Myst fans can explore this new Age by downloading the game from the developer’s website.
June 2014 – SCRAP by DividebyZer0team
One thing I’ve always enjoyed about freeware games is that they often use ideas that might be tough to make commercial. Such is the case with SCRAP, where the player character is a Roomba automatic vacuum cleaner trying to find its way home. Neither the protagonist nor the quest are the stuff of grand adventure, but the resulting tale is an enjoyable one. It’s hard to imagine that you could start to feel for a machine, but this game managed to achieve that for me. I truly empathised with this little device struggling to do its duty, and felt invested in seeing it safely through.
The story begins as the little machine finds itself in an unfamiliar location: a scrap-heap, its owners having thrown it away. Unaware of the reason for its displacement, the machine sets about mapping its nearby environment seeking the way to familiar territory. The graphical representation of this process is a simple line-drawn grid in top-down view. This is uncovered by a key-tap that activates a quick scan of the initially blacked-out environment, revealing the area in a small circle immediately around the machine. Basic information about objects scanned is shown with a mouse-over, and any moving objects fade if not rescanned. Using this information, the player must traverse the city, facing dangerous machines and the loss of light it needs to charge its solar batteries on the way.
To guide this brave little machine on its personal quest for home, direct your browser over to Newgrounds.
July 2014 – OneShot by Mathew Velasquez
Just because a game engine has a particular genre in its name doesn’t mean that’s all that can be done with it. The RPG Maker 2003 engine has been used time and again to make compelling adventure games. This includes OneShot, a fantasy game that often blurs the lines between game world and reality. The look may be reminiscent of the classic grid-based role-playing games, but the gameplay is pure adventure all the way through. OneShot lives up to its title as well.
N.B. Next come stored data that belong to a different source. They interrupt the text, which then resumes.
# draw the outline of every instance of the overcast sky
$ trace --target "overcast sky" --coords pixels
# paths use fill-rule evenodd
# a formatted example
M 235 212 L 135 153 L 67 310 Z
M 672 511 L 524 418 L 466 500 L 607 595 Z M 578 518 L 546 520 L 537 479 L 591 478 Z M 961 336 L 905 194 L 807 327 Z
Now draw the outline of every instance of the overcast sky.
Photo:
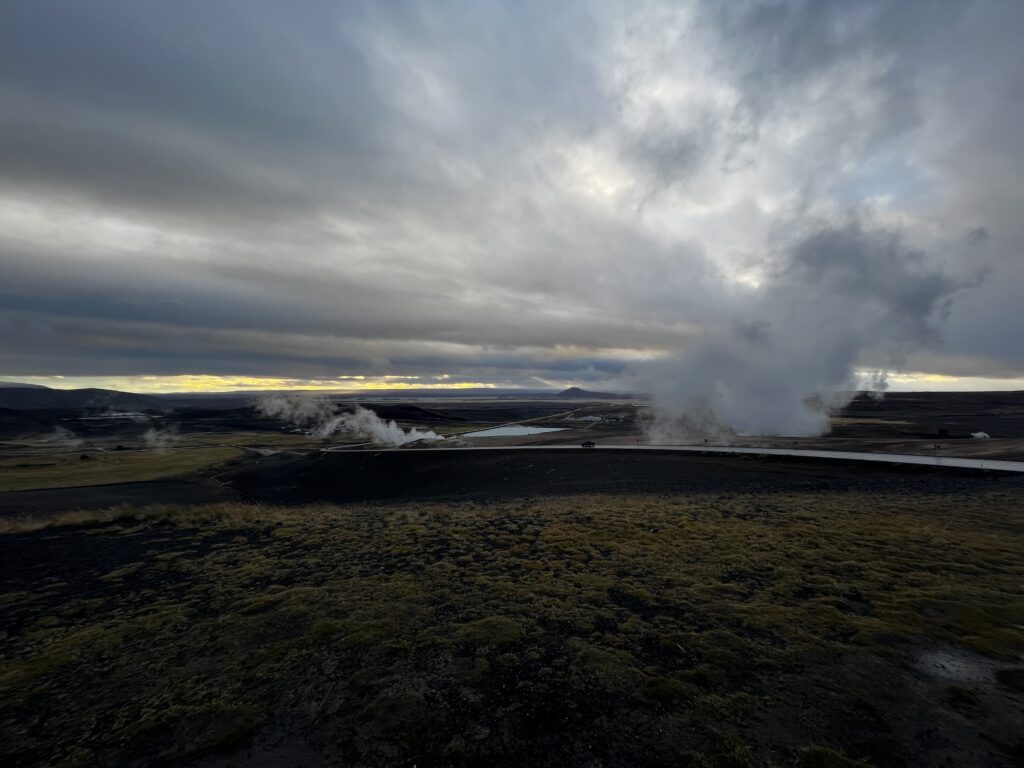
M 1012 0 L 6 0 L 0 377 L 629 387 L 766 350 L 1024 388 L 1022 31 Z

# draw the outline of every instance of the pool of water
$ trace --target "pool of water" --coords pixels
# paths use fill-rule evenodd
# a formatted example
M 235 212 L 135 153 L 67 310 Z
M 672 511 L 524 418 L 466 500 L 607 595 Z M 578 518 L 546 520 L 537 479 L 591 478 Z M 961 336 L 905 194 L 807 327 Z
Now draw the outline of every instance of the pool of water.
M 522 435 L 539 435 L 542 432 L 561 432 L 561 427 L 521 427 L 512 424 L 508 427 L 481 429 L 479 432 L 467 432 L 462 437 L 521 437 Z

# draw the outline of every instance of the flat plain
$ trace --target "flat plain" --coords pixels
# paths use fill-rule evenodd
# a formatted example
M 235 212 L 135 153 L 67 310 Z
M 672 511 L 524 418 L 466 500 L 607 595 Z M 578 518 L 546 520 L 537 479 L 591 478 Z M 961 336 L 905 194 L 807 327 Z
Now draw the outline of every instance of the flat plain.
M 562 439 L 634 428 L 581 408 Z M 109 479 L 0 493 L 5 765 L 1024 761 L 1024 478 L 178 418 L 6 443 Z

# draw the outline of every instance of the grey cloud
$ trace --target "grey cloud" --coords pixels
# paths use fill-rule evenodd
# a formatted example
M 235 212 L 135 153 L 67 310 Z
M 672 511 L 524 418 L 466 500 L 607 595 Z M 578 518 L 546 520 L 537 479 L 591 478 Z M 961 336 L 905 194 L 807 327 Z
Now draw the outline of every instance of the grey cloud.
M 5 3 L 0 372 L 1024 375 L 1024 11 L 689 8 Z
M 624 363 L 612 350 L 580 348 L 571 357 L 543 347 L 459 345 L 382 339 L 303 337 L 194 329 L 153 323 L 9 313 L 0 370 L 16 375 L 175 375 L 203 373 L 286 378 L 422 376 L 452 382 L 529 382 L 534 377 L 600 380 Z M 225 356 L 225 350 L 230 351 Z M 605 355 L 602 357 L 602 354 Z
M 706 145 L 707 138 L 697 132 L 680 134 L 662 128 L 639 136 L 627 147 L 625 157 L 644 171 L 650 191 L 657 192 L 692 173 Z
M 859 223 L 814 232 L 793 250 L 780 276 L 830 299 L 852 299 L 875 315 L 883 338 L 922 344 L 968 283 L 938 271 L 898 234 L 865 232 Z M 980 278 L 979 278 L 980 279 Z

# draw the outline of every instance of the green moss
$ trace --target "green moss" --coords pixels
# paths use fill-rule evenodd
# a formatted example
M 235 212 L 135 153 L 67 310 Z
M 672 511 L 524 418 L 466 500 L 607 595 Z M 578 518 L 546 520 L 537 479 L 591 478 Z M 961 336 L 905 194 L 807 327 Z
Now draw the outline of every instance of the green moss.
M 984 696 L 878 696 L 916 690 L 923 645 L 1021 647 L 1024 532 L 994 498 L 229 504 L 8 528 L 71 554 L 0 574 L 5 717 L 33 764 L 196 762 L 287 721 L 325 763 L 767 766 L 847 743 L 824 707 L 877 713 L 868 738 L 922 718 L 994 743 L 1009 665 Z M 109 526 L 126 515 L 130 535 Z M 110 546 L 165 565 L 97 580 L 75 553 Z M 40 712 L 59 742 L 17 736 Z
M 347 620 L 342 622 L 341 645 L 347 648 L 367 648 L 382 645 L 393 637 L 394 623 L 384 619 L 367 621 Z
M 641 672 L 632 654 L 586 643 L 573 645 L 580 646 L 570 673 L 570 679 L 575 685 L 623 695 L 636 689 L 641 680 Z
M 153 559 L 161 561 L 177 560 L 179 557 L 184 557 L 187 554 L 188 552 L 161 552 L 154 556 Z
M 28 466 L 19 466 L 24 462 L 18 462 L 14 458 L 0 457 L 0 491 L 174 477 L 229 461 L 240 456 L 241 451 L 228 447 L 204 447 L 90 455 L 92 461 L 81 461 L 78 454 L 60 454 L 46 463 Z
M 280 595 L 253 595 L 242 600 L 238 607 L 240 613 L 254 614 L 262 613 L 281 603 Z
M 974 692 L 959 685 L 950 685 L 946 688 L 946 701 L 950 707 L 962 714 L 970 713 L 978 706 L 978 697 Z
M 646 678 L 636 692 L 638 699 L 650 704 L 683 702 L 694 699 L 699 694 L 699 689 L 694 685 L 658 675 Z
M 414 691 L 381 693 L 359 713 L 367 727 L 392 737 L 422 728 L 428 716 L 426 700 Z
M 345 628 L 345 625 L 334 619 L 320 619 L 306 633 L 306 640 L 310 643 L 321 643 L 336 637 Z
M 120 581 L 125 576 L 131 576 L 133 573 L 142 568 L 142 563 L 129 563 L 128 565 L 122 566 L 121 568 L 115 568 L 109 573 L 100 576 L 101 581 Z
M 507 616 L 488 616 L 458 625 L 455 637 L 476 645 L 509 645 L 522 639 L 523 628 Z
M 1024 669 L 997 669 L 996 682 L 1010 690 L 1024 693 Z
M 236 751 L 252 737 L 259 719 L 259 711 L 244 704 L 177 703 L 133 722 L 124 747 L 155 765 L 192 763 Z
M 238 707 L 227 711 L 213 712 L 204 718 L 194 740 L 178 754 L 181 758 L 195 760 L 211 754 L 230 754 L 249 741 L 256 729 L 257 715 L 252 707 Z
M 0 689 L 16 688 L 37 677 L 48 675 L 71 662 L 73 658 L 70 648 L 58 646 L 46 653 L 12 664 L 0 672 Z
M 0 608 L 4 608 L 8 605 L 17 605 L 18 603 L 29 603 L 32 602 L 33 595 L 30 592 L 23 590 L 17 590 L 14 592 L 5 592 L 0 594 Z
M 871 768 L 870 763 L 851 760 L 839 752 L 824 747 L 807 747 L 797 755 L 798 768 Z

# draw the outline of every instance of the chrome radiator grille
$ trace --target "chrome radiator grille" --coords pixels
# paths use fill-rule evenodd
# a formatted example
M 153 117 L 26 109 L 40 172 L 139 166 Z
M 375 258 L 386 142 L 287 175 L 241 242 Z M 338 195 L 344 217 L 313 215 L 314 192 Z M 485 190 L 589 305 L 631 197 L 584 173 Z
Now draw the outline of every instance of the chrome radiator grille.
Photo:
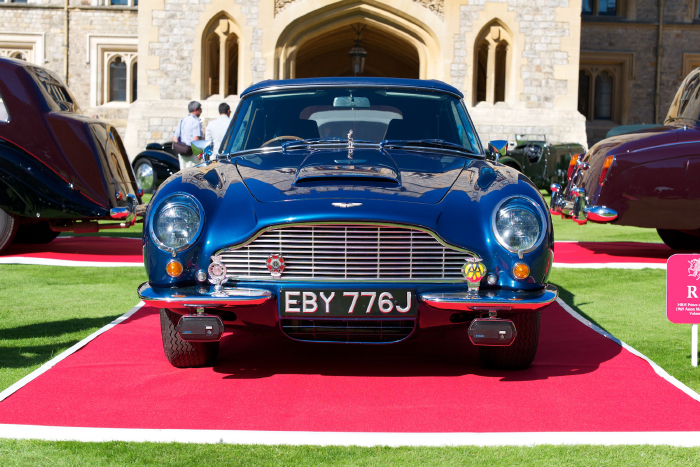
M 280 254 L 278 280 L 338 281 L 461 281 L 465 259 L 474 256 L 422 230 L 377 225 L 280 227 L 218 254 L 237 280 L 269 280 L 267 258 Z

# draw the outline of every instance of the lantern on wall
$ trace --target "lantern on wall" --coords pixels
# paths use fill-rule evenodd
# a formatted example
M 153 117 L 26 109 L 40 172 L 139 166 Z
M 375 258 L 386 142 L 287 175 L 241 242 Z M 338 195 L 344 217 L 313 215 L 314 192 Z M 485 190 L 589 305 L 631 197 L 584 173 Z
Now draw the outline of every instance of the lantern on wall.
M 357 24 L 357 27 L 350 26 L 353 31 L 357 33 L 357 38 L 355 39 L 355 46 L 350 49 L 348 55 L 350 56 L 350 67 L 355 76 L 361 75 L 365 71 L 365 58 L 367 57 L 367 51 L 362 47 L 362 40 L 360 39 L 360 34 L 365 29 L 365 25 Z

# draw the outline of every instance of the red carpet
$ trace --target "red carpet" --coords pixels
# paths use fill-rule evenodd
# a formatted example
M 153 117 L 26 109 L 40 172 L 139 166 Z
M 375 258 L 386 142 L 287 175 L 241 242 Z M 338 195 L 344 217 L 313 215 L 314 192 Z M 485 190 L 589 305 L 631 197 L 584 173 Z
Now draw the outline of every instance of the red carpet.
M 555 242 L 555 263 L 660 263 L 678 253 L 663 243 Z
M 663 243 L 635 242 L 557 242 L 554 252 L 554 262 L 566 264 L 665 264 L 669 256 L 677 253 Z M 133 238 L 59 237 L 45 245 L 11 245 L 0 260 L 11 262 L 13 257 L 143 263 L 141 241 Z
M 214 368 L 166 361 L 143 308 L 8 399 L 0 423 L 345 432 L 693 431 L 700 403 L 558 304 L 533 367 L 478 366 L 466 333 L 393 346 L 227 335 Z
M 140 238 L 58 237 L 43 245 L 13 244 L 0 255 L 12 257 L 143 264 Z

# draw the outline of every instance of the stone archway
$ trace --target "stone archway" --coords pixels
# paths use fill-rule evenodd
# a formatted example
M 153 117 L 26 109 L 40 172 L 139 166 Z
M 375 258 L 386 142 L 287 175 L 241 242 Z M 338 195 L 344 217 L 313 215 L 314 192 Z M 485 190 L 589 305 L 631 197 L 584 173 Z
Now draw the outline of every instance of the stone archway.
M 430 28 L 386 5 L 363 1 L 330 5 L 292 21 L 277 41 L 274 77 L 349 75 L 348 50 L 355 39 L 350 26 L 357 23 L 366 26 L 362 33 L 368 52 L 365 76 L 435 77 L 440 49 Z
M 377 27 L 362 31 L 367 50 L 362 76 L 415 78 L 420 75 L 418 50 L 408 41 Z M 343 26 L 304 42 L 296 54 L 296 78 L 352 76 L 348 50 L 355 43 L 355 32 Z

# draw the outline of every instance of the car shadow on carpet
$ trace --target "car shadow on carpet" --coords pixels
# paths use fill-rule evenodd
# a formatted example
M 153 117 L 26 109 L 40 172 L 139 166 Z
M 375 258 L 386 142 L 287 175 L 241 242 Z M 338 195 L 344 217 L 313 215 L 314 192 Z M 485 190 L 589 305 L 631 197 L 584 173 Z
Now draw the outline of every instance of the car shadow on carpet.
M 345 377 L 458 377 L 477 375 L 508 381 L 536 381 L 597 370 L 622 348 L 569 315 L 558 304 L 542 311 L 540 343 L 531 368 L 490 370 L 467 328 L 423 332 L 391 345 L 295 342 L 268 333 L 234 332 L 220 345 L 214 371 L 225 379 L 268 378 L 278 374 Z

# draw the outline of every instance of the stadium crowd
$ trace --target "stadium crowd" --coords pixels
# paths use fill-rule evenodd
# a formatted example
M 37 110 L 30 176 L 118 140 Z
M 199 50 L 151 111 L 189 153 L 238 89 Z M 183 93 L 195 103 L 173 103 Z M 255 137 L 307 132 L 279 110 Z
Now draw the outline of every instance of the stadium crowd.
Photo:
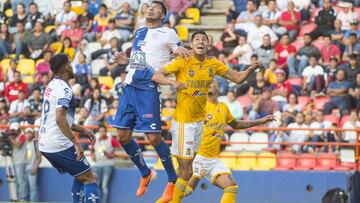
M 119 148 L 105 126 L 111 126 L 127 67 L 110 59 L 118 51 L 130 53 L 134 30 L 145 26 L 149 1 L 78 1 L 81 6 L 77 9 L 74 2 L 8 0 L 2 5 L 0 124 L 18 132 L 13 146 L 15 164 L 21 166 L 16 167 L 17 174 L 24 176 L 19 180 L 26 178 L 25 171 L 35 174 L 39 164 L 35 157 L 27 166 L 26 158 L 26 145 L 31 145 L 36 128 L 21 132 L 19 124 L 39 124 L 42 94 L 52 78 L 49 60 L 55 53 L 66 53 L 73 62 L 75 79 L 70 84 L 76 95 L 76 123 L 100 126 L 97 139 L 108 141 L 100 146 L 105 158 L 95 146 L 93 159 L 101 166 L 112 166 L 108 159 L 114 157 L 114 148 Z M 164 26 L 175 29 L 179 20 L 186 18 L 187 8 L 202 10 L 212 2 L 167 0 L 167 4 Z M 279 121 L 271 127 L 360 127 L 359 6 L 359 0 L 233 0 L 225 11 L 227 25 L 221 38 L 214 41 L 211 37 L 209 56 L 236 70 L 245 70 L 256 61 L 261 68 L 242 85 L 216 78 L 219 100 L 236 119 L 278 115 Z M 162 120 L 169 127 L 176 98 L 174 90 L 162 89 Z M 164 136 L 171 139 L 166 131 Z M 353 132 L 269 133 L 269 141 L 279 142 L 355 139 Z M 337 149 L 294 145 L 291 150 Z M 109 181 L 109 167 L 94 170 L 103 174 L 103 181 Z M 106 194 L 107 183 L 103 185 Z

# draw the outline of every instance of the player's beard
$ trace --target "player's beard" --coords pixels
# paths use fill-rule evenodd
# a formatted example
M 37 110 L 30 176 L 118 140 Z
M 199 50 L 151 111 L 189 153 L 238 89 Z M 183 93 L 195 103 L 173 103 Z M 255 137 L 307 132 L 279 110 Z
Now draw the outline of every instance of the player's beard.
M 156 23 L 156 22 L 161 22 L 160 18 L 146 18 L 146 22 L 147 23 Z
M 75 78 L 75 74 L 74 74 L 73 71 L 69 71 L 69 72 L 68 72 L 68 76 L 69 76 L 69 79 Z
You can only save and exit the game at certain specific points, one in each world of the game. As you are warned at the start, quitting at any other time will permanently kill the protagonist, Niko.
This is not the only way the game messes with game conventions. The story revolves around multiple worlds, one of which is our own. On more than one occasion, the answer to a puzzle is to be found within the game files, with one action actually triggering the creation of a new file containing a clue. This breaking of the fourth wall led me to be much more invested in the game than normal, as did a bunch of other clever and baffling puzzles, and a story that led to a satisfying conclusion.
To find out what it looks like when an RPG is not an RPG, download the game from the RPG Maker website.